In certain jurisdictions of North America however, the title of Master Electrician is protected and can only be used by electricians with a formal education and licensed by their professional order.

=== Lighting programmer ===
The lighting programmer, is a person familiar with the lighting board being used who sits next to or in communication with the lighting designer during "tech". He or she is responsible for programming in the lighting cues as dictated to him or her by the lighting designer. This saves the designer the time and attention of using the light board and allows him or her to concentrate on building the cues. Often, especially in smaller theatres, this person is the Light Board Operator for the show's run. They also troubleshoot electrical issues, such as malfunctioning fixtures, dimmers, or control systems, diagnosing problems and implementing solutions quickly to minimize downtime.

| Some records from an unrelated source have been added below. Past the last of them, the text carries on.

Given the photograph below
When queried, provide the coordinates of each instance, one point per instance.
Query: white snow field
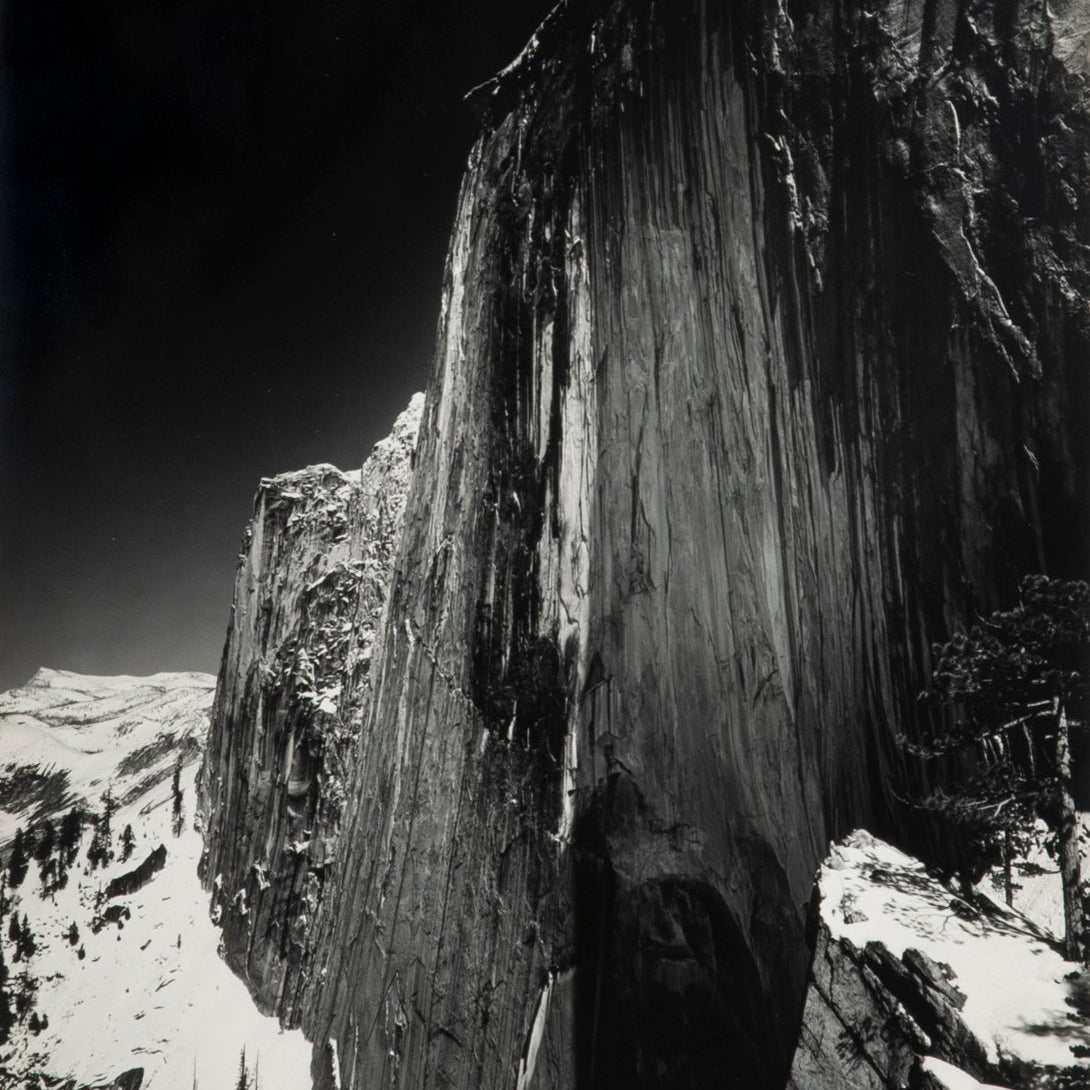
(153, 992)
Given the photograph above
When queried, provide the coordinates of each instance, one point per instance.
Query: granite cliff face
(918, 984)
(762, 360)
(312, 583)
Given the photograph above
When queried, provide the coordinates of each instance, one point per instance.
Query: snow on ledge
(1012, 975)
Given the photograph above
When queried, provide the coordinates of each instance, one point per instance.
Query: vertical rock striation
(312, 583)
(762, 359)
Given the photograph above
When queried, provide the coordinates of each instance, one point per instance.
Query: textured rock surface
(906, 968)
(762, 359)
(312, 582)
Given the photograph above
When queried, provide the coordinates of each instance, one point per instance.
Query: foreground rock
(912, 985)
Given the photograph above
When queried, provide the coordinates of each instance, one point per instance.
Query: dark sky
(222, 243)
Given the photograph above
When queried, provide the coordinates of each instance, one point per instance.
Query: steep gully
(762, 361)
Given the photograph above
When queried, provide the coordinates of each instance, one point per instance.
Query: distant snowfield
(1017, 995)
(153, 993)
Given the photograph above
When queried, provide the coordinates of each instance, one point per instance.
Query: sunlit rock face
(761, 362)
(312, 583)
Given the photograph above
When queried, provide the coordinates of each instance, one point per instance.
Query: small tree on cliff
(1012, 689)
(19, 861)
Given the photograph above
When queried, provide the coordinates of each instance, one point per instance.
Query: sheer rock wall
(762, 361)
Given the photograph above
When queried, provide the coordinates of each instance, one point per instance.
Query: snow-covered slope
(64, 737)
(149, 990)
(910, 978)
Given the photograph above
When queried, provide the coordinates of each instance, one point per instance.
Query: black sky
(223, 228)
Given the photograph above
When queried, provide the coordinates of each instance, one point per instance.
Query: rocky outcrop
(908, 970)
(312, 583)
(761, 361)
(132, 881)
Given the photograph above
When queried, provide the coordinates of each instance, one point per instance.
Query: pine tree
(100, 850)
(27, 946)
(17, 862)
(46, 840)
(1010, 690)
(178, 812)
(128, 843)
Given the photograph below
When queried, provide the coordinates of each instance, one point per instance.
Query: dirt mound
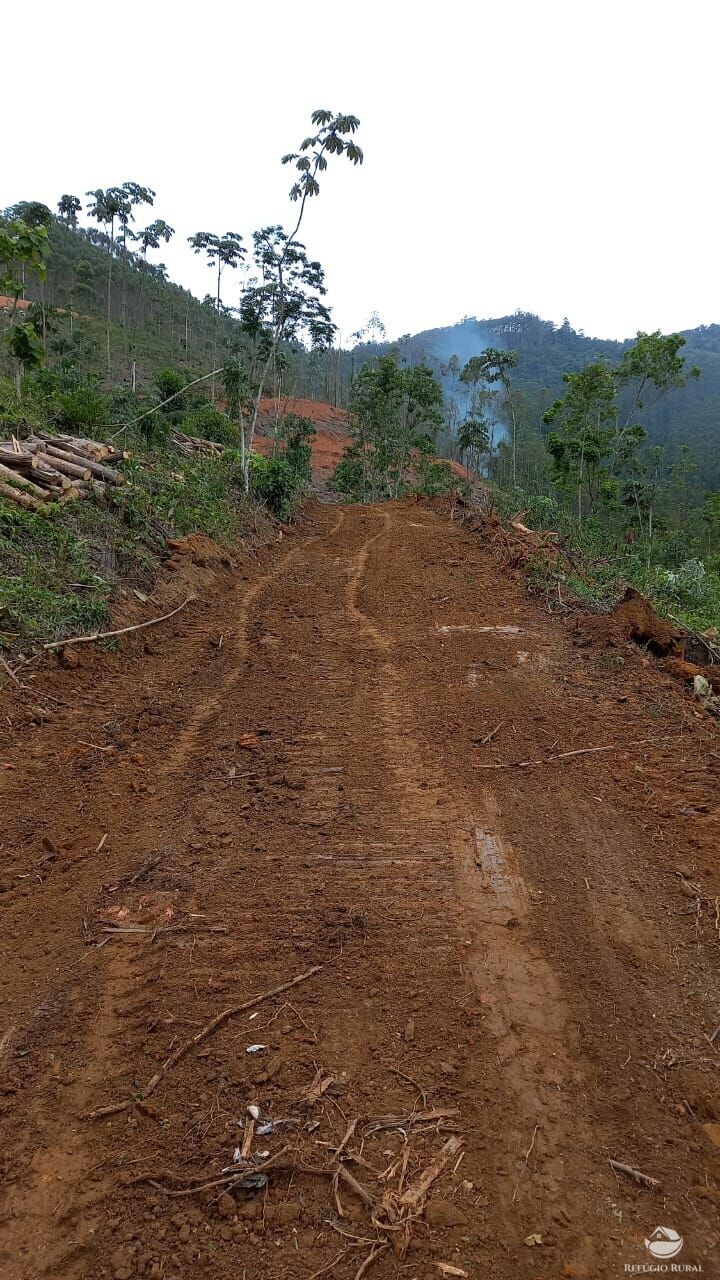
(326, 416)
(633, 618)
(197, 549)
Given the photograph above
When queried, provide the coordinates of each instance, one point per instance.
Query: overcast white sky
(556, 156)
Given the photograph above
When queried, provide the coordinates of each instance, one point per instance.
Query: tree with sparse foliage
(335, 136)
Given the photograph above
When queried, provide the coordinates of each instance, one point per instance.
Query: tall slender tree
(220, 251)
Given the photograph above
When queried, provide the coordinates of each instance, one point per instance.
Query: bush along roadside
(63, 566)
(596, 563)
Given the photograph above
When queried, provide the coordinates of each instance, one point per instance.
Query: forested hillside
(613, 443)
(546, 352)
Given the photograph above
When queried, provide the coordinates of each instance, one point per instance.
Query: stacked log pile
(57, 469)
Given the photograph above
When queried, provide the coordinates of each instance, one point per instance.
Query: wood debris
(192, 444)
(57, 469)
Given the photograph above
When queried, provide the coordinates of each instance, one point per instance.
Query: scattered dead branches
(115, 1107)
(528, 1153)
(121, 631)
(582, 750)
(642, 1179)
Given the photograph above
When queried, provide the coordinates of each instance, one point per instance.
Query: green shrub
(436, 476)
(85, 408)
(274, 483)
(349, 476)
(210, 424)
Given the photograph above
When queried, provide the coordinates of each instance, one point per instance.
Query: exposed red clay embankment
(518, 978)
(331, 439)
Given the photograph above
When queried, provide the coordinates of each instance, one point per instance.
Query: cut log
(26, 485)
(48, 476)
(78, 444)
(77, 460)
(23, 499)
(18, 461)
(62, 464)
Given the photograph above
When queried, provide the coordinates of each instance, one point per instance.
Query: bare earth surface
(519, 965)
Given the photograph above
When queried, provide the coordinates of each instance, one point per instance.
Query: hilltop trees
(22, 247)
(220, 251)
(290, 283)
(110, 206)
(493, 366)
(68, 209)
(395, 416)
(596, 432)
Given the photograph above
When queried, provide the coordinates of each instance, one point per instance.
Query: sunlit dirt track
(519, 964)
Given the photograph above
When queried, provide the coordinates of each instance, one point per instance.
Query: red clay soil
(331, 439)
(368, 759)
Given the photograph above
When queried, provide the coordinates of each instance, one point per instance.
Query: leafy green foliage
(210, 424)
(333, 137)
(395, 415)
(276, 484)
(22, 247)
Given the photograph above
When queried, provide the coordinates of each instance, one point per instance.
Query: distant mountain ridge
(547, 351)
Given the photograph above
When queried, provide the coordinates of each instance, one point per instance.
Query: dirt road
(519, 964)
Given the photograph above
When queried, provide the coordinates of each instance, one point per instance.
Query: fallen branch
(365, 1266)
(490, 736)
(114, 1107)
(415, 1194)
(349, 1133)
(583, 750)
(528, 1153)
(643, 1179)
(354, 1185)
(122, 631)
(408, 1121)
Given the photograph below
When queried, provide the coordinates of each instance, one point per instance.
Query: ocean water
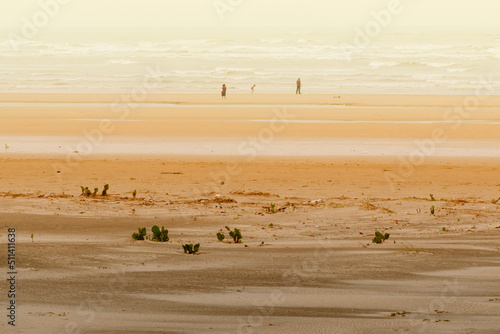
(328, 62)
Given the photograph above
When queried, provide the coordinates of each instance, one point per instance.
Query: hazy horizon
(457, 14)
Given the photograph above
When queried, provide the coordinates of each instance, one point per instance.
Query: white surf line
(175, 105)
(232, 147)
(472, 122)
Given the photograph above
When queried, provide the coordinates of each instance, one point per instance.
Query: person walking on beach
(223, 93)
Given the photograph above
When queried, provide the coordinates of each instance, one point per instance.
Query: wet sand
(306, 263)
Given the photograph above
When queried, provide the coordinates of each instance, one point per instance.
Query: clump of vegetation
(86, 191)
(105, 190)
(272, 208)
(159, 235)
(190, 249)
(139, 235)
(380, 238)
(236, 234)
(220, 236)
(395, 314)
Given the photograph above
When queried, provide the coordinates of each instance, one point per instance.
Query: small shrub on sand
(220, 236)
(380, 238)
(159, 235)
(190, 249)
(235, 234)
(139, 235)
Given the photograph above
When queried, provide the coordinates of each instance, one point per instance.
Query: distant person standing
(224, 89)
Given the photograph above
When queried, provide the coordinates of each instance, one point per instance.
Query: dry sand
(309, 267)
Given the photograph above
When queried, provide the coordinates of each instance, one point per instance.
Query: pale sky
(191, 13)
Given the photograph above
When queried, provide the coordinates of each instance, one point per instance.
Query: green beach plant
(159, 235)
(139, 235)
(105, 190)
(235, 234)
(380, 238)
(190, 248)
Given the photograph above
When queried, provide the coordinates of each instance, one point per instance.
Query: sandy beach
(307, 179)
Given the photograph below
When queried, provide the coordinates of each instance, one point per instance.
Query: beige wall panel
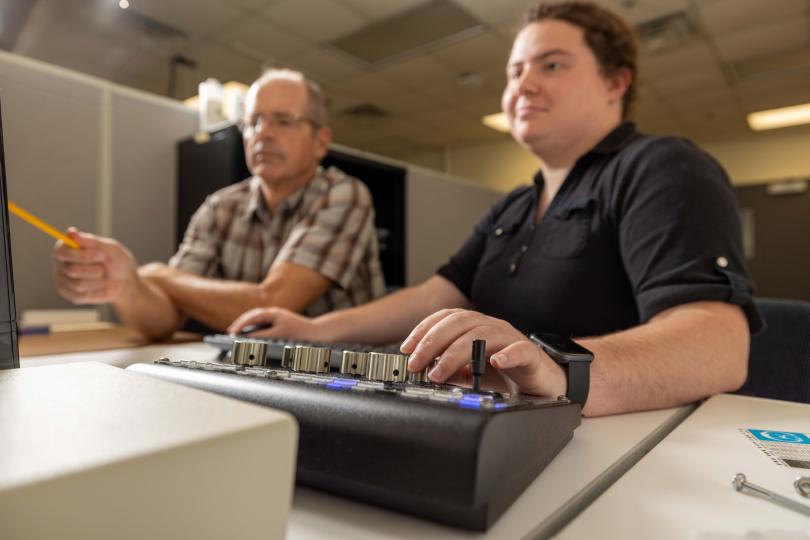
(51, 131)
(441, 213)
(144, 172)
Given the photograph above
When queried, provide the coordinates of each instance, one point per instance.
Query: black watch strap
(575, 359)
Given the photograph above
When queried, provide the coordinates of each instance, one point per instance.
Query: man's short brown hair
(609, 37)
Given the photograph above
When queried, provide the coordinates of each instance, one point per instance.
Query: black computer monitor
(9, 354)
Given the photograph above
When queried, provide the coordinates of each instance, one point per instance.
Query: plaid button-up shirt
(328, 226)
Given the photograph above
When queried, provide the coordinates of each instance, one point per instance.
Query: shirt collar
(617, 139)
(621, 136)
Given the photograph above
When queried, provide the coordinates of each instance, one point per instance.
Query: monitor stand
(9, 354)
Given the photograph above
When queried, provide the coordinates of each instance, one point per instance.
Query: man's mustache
(263, 150)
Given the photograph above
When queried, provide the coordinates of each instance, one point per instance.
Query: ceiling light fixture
(497, 121)
(782, 117)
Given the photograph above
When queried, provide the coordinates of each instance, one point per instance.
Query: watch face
(564, 347)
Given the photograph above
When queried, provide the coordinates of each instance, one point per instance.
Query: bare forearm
(698, 350)
(147, 309)
(391, 318)
(213, 302)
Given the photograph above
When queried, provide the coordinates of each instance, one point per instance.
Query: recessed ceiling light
(783, 117)
(496, 121)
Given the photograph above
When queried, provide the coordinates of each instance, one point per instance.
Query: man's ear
(323, 138)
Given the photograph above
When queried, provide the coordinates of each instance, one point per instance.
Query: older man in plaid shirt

=== Moving light programmer ===
The moving light programmer is a person who specializes in the sometimes complex creation of cues for moving lights. For large productions with several moving lights, there may even be a separate control system for the moving lights from that of the "conventional" lighting. Some of these lights, in addition to being able to change focus from one location to another, can include many other features such as color and patterns. The coordinating of these fixtures can be complex enough to require a dedicated person to program. Electricians must be adaptable and innovative, capable of improvising and problem-solving in real-time to meet the evolving needs of the production.

=== Followspot operator ===

The followspot operator is the person who operates the followspot, or spotlight on a production. This is a light which is physically moved by the operator during the production to follow a performer's movement around the stage. A follow spot may also have mechanisms to change color, as well as an iris to change the diameter of the projected circle of light. The followspot operator may have to change several aspects of the beam from their unit simultaneously. This position is more common in musical theatre and concerts than for drama.